All files in the AD Portal are versioned, meaning that if the file represented by a particular synID changes, a new version will be created. You can access a specific versions by using the `version` argument in `syn.get()`. More info on version control in the AD Portal and the Synapse platform can be found [here](https://help.synapse.org/docs/Versioning-Files.2667708547.html).
------------------------------------------------------------------------
## Working with AD Portal metadata
### Metadata basics
We have now downloaded several metadata files and an RNAseq counts file from the portal. For our next exercises, we want to read those files in as R data so we can work with them.
We can see from the `download_table` we got during the bulk download step that we have five metadata files. Two of these should be the individual and biospecimen files, and three of them are assay meetadata files.
```{python}
download_table[['name', 'metadataType', 'assay']]
```
We are only interested in RNAseq data, so we will only read in the individual, biospecimen, and RNAseq assay metadata files. We will also read in the counts data file.
```{python}
# counts matrix
counts = pd.read_table("files/htseqcounts_5XFAD.txt")
```
We can now read the metadata csv files in as pandas dataframes.
```{python}
# individual metadata
ind_meta = pd.read_csv("files/Jax.IU.Pitt_5XFAD_individual_metadata.csv")
# biospecimen metadata
bio_meta = pd.read_csv("files/Jax.IU.Pitt_5XFAD_biospecimen_metadata.csv")
#assay metadata
rna_meta = pd.read_csv("files/Jax.IU.Pitt_5XFAD_assay_RNAseq_metadata.csv")
```
Let's examine the data and metadata files a bit before we begin our analyses.
#### Counts data
```{python}
counts.head()
```
The data file has a column of ENSEMBL gene ids and then a bunch of columns with count data, where the column headers correspond to the specimenIDs. These specimenIDs should all be in the RNAseq assay metadata file, so let's check.
```{python}
rna_meta.head()
```
```{python}
# check that column headers in counts file match specimenIDs in assay metadata
col_names = list(counts.columns.values)[1:]
spec_ids = list(rna_meta.specimenID)
all(item in col_names for item in spec_ids)
```
#### Assay metadata
The assay metadata contains information about how data was generated on each sample in the assay. Each specimenID represents a unique sample. We can use some tools from pandas to explore the metadata.
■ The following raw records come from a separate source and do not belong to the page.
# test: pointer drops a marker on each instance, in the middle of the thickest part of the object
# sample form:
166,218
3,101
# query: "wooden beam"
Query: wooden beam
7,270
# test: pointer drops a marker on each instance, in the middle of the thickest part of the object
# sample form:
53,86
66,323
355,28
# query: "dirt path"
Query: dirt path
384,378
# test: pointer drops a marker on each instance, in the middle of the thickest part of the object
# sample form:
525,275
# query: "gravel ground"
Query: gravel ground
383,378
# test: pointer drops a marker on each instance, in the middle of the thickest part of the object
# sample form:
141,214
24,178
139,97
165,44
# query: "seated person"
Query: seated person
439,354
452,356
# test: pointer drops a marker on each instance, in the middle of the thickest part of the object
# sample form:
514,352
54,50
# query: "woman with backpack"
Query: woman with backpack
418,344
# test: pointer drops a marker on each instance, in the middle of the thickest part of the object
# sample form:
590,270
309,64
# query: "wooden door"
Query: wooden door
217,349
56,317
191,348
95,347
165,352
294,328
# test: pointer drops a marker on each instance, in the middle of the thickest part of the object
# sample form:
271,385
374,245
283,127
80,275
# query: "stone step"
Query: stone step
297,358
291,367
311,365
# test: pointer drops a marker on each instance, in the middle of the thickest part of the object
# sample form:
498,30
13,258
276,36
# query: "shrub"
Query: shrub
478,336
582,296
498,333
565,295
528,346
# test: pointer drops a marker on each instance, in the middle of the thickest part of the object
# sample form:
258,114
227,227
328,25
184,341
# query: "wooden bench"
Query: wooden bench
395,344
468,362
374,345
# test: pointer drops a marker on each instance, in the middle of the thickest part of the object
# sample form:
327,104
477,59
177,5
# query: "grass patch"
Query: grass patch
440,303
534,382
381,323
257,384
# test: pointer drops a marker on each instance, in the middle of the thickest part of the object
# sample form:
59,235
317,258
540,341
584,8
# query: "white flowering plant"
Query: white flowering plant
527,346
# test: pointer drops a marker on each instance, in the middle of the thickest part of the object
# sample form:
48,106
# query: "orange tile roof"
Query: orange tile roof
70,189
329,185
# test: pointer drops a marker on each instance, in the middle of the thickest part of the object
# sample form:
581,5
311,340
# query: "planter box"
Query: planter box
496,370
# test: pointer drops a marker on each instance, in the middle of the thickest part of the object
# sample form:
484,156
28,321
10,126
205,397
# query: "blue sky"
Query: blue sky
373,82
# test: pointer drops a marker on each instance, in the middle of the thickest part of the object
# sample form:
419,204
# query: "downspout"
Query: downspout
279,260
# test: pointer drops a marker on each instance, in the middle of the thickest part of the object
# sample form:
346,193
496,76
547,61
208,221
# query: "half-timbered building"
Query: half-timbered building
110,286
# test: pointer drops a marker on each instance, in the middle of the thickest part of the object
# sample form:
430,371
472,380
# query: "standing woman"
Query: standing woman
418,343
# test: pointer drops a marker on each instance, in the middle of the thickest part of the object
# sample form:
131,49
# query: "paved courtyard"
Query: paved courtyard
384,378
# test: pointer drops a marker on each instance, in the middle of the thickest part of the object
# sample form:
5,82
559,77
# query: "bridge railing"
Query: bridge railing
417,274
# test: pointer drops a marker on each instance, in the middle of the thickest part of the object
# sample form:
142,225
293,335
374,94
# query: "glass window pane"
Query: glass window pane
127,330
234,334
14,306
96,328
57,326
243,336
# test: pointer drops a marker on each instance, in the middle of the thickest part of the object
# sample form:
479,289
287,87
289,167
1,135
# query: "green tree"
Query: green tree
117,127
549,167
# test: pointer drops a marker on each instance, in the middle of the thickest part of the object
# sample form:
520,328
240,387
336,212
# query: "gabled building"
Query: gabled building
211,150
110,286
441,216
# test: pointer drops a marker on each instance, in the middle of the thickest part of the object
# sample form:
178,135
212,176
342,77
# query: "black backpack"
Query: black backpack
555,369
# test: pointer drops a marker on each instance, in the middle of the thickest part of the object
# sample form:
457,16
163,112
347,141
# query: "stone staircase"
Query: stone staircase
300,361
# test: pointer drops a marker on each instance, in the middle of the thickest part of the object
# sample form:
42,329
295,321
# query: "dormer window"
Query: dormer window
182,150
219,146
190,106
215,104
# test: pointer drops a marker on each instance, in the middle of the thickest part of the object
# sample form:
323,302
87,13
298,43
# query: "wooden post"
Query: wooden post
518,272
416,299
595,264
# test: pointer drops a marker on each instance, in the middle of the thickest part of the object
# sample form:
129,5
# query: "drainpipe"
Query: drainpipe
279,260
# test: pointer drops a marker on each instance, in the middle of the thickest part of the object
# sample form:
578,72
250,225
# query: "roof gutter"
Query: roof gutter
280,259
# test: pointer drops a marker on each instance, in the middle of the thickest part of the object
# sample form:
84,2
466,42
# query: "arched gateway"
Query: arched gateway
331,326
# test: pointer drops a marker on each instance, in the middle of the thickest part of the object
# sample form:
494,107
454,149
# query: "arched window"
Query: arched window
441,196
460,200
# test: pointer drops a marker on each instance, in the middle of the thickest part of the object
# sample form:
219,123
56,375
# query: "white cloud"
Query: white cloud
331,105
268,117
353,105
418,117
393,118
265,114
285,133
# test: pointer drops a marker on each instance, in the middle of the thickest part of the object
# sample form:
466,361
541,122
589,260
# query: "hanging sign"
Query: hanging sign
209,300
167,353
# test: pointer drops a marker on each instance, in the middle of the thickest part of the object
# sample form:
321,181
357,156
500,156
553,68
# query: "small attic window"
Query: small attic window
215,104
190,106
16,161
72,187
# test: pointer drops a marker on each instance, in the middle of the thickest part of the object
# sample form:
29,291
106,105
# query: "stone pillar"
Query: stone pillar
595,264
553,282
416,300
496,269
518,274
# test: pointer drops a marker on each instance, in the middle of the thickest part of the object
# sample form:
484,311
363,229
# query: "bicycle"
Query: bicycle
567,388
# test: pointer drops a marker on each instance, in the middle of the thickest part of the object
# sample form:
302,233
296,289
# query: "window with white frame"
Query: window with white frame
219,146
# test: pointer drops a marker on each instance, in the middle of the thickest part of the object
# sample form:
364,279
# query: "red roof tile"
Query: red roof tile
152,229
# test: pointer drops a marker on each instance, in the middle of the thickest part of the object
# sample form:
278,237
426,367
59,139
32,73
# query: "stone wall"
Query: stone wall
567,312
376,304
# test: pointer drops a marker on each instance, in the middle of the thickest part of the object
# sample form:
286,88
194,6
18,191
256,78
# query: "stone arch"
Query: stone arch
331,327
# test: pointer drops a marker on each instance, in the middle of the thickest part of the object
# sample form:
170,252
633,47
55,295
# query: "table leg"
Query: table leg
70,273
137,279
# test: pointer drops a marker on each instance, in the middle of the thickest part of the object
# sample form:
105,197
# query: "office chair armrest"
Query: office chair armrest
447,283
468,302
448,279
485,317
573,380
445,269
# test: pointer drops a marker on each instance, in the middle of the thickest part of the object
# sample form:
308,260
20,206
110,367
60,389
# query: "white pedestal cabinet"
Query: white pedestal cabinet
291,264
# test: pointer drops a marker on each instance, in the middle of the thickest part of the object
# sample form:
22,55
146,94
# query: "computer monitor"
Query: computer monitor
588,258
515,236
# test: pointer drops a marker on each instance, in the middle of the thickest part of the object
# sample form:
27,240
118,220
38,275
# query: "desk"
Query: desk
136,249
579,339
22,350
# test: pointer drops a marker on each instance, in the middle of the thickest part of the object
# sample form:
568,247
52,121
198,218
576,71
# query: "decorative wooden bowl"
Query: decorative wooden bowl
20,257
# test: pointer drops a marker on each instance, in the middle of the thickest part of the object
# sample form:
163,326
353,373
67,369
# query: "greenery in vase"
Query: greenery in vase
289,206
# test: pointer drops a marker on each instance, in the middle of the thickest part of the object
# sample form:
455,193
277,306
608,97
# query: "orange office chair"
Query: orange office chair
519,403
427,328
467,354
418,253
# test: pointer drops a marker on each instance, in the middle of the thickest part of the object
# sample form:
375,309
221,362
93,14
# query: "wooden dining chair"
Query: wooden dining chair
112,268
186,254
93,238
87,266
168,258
How many unique specimens were sequenced?
```{python}
rna_meta['specimenID'].nunique()
```
Were the samples all sequenced on the same platform, or in the same batch?
```{python}
rna_meta[['platform', 'sequencingBatch']].nunique()
```
#### Biospecimen metadata
The biospecimen metadata contains specimen-level information, including organ and tissue the specimen was taken from, how it was prepared, etc. Each specimenID is mapped to an individualID.
```{python}
# all specimens from the RNAseq assay metadata file should be in the biospecimen file
rna_meta['specimenID'].isin(bio_meta['specimenID']).value_counts()
```
```{python}
# but the biospecimen file also contains specimens from different assays
bio_meta['specimenID'].isin(rna_meta['specimenID']).value_counts()
```
#### Individual metadata
The individual metadata contains information about all the individuals in the study, represented by unique individualIDs. For humans, this includes information on age, sex, race, diagnosis, etc. For MODEL-AD mouse models, the individual metadata has information on model genotypes, stock numbers, diet, and more.
```{python}
# all individualIDs in the biospecimen file should be in the individual file
bio_meta['individualID'].isin(ind_meta['individualID']).value_counts()
```
```{python}
# check model genotypes in this study
ind_meta['genotype'].unique()
```
#### Joining metadata
We use the three-file structure for our metadata because it allows us to store metadata for each study in a tidy format. Every line in the assay and biospecimen files represents a unique specimen, and every line in the individual file represents a unique individual. This means the files can be easily joined by specimenID and individualID to get all levels of metadata that apply to a particular data file. We will use the `merge()` function from `pandas`, with the `how = "left"` option to specify a left join.
```{python}
# join all the rows in the assay metadata that have a match in the biospecimen
# metadata, then join all the rows in that dataframe to all rows that have a
# match in the individual metadata
joined_meta = rna_meta.merge(bio_meta, how = "left", on = "specimenID").merge(ind_meta, how = "left", on = "individualID")
joined_meta
```
We now have a very wide dataframe that contains all the available metadata on each specimen in the RNAseq data from this study. This procedure can be used to join the three types of metadata files for every study in the AD Knowledge Portal, allowing you to filter individuals and specimens as needed based on your analysis criteria!
### Single-specimen files
For files that contain data from a single specimen (e.g. raw sequencing files, raw mass spectra, etc.), we can use the Synapse annotations to associate these files with the appropriate metadata.
#### Excercise 3: Use [Explore Data](https://adknowledgeportal.synapse.org/Explore/Data) to find *all* RNAseq files from the Jax.IU.Pitt_5XFAD study.
If we filter for data where Study = "Jax.IU.Pitt_5XFAD" and Assay = "rnaSeq" we will get a list of 148 files, including raw fastqs and processed counts data.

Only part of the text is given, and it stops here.